Yes, the action of the Board of Directors was correct but it is still not sufficient. Section 38 of the Revised Corporation Code requires that the resolution of the Board of Directors be approved by 2/3 of the outstanding capital stock, and further to be approved by the Securities and Exchange Commission with respect to the valuation of the property under Section 61 of the RCCP. No approval of the stockholders and the SEC has been obtained. No preemptive right is available if the stockholders' approval is obtained because Section 38 of the RCCP provides that there is no pre-emptive right with respect "to shares issued in good faith with the approval of the stockholders representing two-thirds (2/3) of the outstanding capital stock, in exchange for property needed for corporate purposes or in payment of a previously contracted debt" (1982 Bar). 

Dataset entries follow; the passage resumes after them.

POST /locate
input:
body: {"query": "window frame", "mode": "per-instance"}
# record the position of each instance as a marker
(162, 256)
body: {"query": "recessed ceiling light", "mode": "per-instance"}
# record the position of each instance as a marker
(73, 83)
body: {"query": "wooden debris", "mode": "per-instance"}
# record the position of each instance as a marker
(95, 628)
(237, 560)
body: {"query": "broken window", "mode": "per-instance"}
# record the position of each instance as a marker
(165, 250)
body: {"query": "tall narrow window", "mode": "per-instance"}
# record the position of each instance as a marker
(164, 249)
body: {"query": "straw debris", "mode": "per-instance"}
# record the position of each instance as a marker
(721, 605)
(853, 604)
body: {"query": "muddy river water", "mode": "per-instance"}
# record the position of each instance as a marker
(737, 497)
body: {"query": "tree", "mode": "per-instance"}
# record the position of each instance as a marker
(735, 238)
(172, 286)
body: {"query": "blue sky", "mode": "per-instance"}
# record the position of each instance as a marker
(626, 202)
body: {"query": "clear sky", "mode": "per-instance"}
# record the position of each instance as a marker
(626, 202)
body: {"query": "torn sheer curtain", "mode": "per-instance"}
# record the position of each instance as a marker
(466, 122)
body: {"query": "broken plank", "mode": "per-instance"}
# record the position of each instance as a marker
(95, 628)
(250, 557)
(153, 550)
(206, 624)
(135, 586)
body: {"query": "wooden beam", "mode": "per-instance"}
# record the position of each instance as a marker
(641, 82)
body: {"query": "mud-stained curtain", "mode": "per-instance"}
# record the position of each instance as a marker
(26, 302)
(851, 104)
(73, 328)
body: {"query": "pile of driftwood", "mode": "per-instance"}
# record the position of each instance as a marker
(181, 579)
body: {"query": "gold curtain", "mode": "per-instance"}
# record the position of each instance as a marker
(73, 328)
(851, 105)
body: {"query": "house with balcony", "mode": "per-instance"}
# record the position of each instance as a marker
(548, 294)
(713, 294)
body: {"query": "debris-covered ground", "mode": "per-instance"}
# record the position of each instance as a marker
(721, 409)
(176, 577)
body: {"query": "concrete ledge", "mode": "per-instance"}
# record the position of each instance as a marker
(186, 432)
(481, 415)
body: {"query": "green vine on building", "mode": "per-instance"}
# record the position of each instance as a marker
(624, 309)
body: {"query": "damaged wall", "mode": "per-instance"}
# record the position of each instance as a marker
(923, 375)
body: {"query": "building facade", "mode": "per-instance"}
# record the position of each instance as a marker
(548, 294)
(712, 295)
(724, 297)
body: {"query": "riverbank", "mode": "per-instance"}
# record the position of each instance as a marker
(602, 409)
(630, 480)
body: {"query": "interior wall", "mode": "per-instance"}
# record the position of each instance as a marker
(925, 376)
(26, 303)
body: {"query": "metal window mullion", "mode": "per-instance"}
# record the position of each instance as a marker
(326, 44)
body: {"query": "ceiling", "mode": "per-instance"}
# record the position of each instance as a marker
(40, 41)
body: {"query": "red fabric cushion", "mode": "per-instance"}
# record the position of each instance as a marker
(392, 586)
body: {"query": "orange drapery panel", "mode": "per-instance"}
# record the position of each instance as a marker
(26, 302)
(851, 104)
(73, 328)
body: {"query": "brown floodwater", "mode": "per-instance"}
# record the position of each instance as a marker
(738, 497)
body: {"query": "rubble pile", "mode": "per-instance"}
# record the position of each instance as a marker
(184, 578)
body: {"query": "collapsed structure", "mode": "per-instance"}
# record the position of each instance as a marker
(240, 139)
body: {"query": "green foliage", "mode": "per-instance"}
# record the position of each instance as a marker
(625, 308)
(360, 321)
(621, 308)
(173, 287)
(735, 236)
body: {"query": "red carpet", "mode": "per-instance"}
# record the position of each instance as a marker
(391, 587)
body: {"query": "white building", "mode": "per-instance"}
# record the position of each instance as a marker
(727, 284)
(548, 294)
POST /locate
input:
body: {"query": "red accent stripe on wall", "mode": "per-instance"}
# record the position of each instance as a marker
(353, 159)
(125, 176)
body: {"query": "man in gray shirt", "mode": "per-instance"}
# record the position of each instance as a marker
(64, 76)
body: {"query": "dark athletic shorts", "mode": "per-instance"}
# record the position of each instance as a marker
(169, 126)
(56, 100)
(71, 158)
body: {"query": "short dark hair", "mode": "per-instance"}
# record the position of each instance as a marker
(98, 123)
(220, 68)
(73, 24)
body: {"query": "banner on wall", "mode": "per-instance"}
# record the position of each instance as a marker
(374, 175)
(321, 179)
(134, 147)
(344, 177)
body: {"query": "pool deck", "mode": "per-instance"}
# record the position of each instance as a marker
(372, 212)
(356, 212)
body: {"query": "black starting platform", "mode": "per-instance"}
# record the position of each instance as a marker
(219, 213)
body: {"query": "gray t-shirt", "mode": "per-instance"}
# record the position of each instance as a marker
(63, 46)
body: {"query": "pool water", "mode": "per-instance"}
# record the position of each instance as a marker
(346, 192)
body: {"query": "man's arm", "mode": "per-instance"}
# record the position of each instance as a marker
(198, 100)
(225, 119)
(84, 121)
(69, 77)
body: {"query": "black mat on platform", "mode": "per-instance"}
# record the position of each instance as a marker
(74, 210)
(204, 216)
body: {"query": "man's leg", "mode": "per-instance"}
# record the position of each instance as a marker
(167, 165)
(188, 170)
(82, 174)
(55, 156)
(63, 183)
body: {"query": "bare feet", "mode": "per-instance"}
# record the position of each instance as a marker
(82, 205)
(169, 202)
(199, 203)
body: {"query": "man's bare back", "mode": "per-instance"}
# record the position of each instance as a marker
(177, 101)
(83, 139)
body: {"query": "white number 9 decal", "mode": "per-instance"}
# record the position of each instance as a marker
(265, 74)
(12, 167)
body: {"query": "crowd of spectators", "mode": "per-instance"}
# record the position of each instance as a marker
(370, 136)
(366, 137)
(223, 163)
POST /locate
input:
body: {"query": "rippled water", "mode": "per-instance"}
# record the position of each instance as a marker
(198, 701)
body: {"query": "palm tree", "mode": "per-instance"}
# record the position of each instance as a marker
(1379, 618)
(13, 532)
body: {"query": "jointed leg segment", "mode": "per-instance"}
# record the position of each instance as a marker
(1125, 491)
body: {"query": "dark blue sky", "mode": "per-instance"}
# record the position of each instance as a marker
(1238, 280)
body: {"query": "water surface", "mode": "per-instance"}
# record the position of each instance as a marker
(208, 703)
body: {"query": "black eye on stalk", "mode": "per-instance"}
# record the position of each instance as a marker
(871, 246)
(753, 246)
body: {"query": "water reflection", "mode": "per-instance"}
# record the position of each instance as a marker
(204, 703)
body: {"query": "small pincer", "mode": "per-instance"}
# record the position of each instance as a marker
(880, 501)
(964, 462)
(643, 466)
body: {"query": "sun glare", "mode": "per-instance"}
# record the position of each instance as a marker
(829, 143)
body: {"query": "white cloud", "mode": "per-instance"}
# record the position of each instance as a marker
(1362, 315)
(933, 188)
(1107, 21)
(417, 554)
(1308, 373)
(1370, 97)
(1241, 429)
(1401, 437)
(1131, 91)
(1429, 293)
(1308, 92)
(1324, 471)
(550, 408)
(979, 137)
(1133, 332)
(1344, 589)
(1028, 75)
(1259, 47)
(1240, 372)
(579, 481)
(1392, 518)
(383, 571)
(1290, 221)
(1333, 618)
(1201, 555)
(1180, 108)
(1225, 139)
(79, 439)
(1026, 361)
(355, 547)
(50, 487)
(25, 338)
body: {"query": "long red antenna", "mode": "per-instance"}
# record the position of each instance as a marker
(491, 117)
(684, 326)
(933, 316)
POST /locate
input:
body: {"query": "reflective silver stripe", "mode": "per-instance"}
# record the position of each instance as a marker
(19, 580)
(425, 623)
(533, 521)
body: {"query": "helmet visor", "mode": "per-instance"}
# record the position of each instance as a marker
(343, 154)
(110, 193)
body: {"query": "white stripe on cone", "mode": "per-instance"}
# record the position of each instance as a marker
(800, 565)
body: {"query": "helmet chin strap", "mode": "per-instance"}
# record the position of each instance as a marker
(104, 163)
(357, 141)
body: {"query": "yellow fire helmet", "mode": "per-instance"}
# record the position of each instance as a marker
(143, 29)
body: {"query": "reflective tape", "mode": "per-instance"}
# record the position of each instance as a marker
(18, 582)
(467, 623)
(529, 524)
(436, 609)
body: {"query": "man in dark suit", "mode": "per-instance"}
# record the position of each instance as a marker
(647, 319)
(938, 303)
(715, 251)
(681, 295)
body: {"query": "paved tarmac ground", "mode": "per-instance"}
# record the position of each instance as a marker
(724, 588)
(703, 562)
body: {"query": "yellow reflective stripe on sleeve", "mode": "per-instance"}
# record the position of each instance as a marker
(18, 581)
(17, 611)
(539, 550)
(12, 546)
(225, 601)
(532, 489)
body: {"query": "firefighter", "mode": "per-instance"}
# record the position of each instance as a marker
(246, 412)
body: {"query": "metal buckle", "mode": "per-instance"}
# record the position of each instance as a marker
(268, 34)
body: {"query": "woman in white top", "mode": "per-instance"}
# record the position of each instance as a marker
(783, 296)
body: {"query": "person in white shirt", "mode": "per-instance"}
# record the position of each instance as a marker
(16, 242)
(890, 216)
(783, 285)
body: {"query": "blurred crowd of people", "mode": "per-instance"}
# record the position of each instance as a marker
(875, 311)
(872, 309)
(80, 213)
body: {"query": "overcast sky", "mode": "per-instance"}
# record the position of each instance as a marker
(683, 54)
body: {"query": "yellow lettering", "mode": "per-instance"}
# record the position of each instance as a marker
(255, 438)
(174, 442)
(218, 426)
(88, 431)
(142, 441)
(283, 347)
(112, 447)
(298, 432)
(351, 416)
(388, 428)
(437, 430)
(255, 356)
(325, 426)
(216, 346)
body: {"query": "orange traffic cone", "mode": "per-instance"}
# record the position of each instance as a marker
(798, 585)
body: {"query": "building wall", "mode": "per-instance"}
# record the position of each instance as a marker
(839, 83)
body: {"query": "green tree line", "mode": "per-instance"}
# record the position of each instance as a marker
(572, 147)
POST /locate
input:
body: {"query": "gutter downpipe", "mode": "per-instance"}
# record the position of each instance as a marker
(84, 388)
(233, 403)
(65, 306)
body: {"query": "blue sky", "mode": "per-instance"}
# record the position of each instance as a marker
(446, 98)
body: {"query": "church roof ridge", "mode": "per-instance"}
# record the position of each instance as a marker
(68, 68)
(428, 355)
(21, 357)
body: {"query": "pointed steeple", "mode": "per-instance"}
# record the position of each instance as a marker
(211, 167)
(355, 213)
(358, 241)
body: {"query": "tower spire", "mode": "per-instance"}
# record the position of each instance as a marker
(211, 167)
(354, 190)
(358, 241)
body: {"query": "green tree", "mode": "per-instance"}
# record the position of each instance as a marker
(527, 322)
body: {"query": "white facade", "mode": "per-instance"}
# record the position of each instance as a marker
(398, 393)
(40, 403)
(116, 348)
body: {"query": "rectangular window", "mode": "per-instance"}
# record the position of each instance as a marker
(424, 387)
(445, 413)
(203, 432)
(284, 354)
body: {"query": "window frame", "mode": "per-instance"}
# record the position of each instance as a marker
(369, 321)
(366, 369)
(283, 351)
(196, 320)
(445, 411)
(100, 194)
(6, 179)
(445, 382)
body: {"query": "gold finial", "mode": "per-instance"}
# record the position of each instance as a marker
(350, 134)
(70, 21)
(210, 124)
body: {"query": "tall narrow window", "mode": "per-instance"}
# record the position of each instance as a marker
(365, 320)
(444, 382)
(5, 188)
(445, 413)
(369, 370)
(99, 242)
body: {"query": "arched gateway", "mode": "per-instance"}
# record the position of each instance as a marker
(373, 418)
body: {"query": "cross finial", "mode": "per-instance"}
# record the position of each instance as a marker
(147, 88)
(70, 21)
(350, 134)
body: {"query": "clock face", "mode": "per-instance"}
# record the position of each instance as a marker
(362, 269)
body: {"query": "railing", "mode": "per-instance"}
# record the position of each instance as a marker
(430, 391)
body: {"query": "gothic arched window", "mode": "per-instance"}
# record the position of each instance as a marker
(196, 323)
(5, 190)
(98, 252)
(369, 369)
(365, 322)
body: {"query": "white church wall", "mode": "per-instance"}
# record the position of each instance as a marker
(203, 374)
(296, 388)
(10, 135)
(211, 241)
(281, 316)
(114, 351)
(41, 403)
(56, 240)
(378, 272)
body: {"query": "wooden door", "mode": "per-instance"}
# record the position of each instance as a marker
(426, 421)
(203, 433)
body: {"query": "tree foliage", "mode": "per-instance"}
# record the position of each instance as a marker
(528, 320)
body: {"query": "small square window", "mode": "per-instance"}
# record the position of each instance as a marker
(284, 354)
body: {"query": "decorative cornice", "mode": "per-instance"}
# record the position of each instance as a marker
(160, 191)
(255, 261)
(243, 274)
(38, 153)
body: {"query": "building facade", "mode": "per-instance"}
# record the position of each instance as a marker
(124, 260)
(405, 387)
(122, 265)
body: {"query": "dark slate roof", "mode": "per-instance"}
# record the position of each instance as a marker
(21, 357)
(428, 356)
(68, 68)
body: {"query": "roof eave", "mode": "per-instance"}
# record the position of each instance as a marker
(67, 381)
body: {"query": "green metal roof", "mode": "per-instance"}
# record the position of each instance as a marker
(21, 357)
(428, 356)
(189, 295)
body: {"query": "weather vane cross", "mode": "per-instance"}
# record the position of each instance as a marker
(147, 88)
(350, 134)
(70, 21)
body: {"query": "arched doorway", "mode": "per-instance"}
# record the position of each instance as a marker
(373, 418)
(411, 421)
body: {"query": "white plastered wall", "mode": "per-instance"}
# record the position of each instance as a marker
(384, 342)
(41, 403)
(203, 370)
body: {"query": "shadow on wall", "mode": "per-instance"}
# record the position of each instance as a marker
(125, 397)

X Corporation is in need of land on which to construct an additional factory to be used in the expansion of its business. Jose Cruz owns a piece of land in Taytay, Rizal, which is ideal for the purpose, and the corporation offers to buy it at a fair price. Jose is willing to part with the land on condition that he is paid in shares of stocks of the corporation. The Board of Directors decided to accept the terms of Jose, but since the authorized capital stock of the corporation has been fully subscribed, it proposed to increase the capital stock so that it can consummate the sale of the land. The proposal, including the purchase of Jose's land in exchange for the new shares, was submitted to the stockholders in a meeting called for that purpose. Pedro Reyes who has 100 shares in the corporation, alleging that he and all other stockholders have a pre-emptive right to the new shares, insists that the corporation issue to him his proportionate quota of the new shares that he offers to buy in cash. Holders of 80% of the outstanding capital stock are in favor of the proposal to increase the capital stock, including the exchange of Jose's land for new shares of stock. Is Pedro Reyes within his rights in claiming a pre-emptive right? Explain.
No. Pedro Reyes was not well within his right to claim pre-emptive right. Section 38 of the Revised Corporation Code provides that all stockholders shall enjoy the pre-emptive right to subscribe to all issues of shares in proportion to their respective shareholdings. However, Section 38 provides that such pre-emptive right does not exist when shares are issued in exchange for property needed for corporate purposes, provided stockholders representing 2/3 of the subscribed capital stock approve of such issuance. Therefore, since more than 2/3 of the outstanding capital stock favored the proposal, Pedro Reyes cannot insist on the pre-emptive right. (1983 Bar)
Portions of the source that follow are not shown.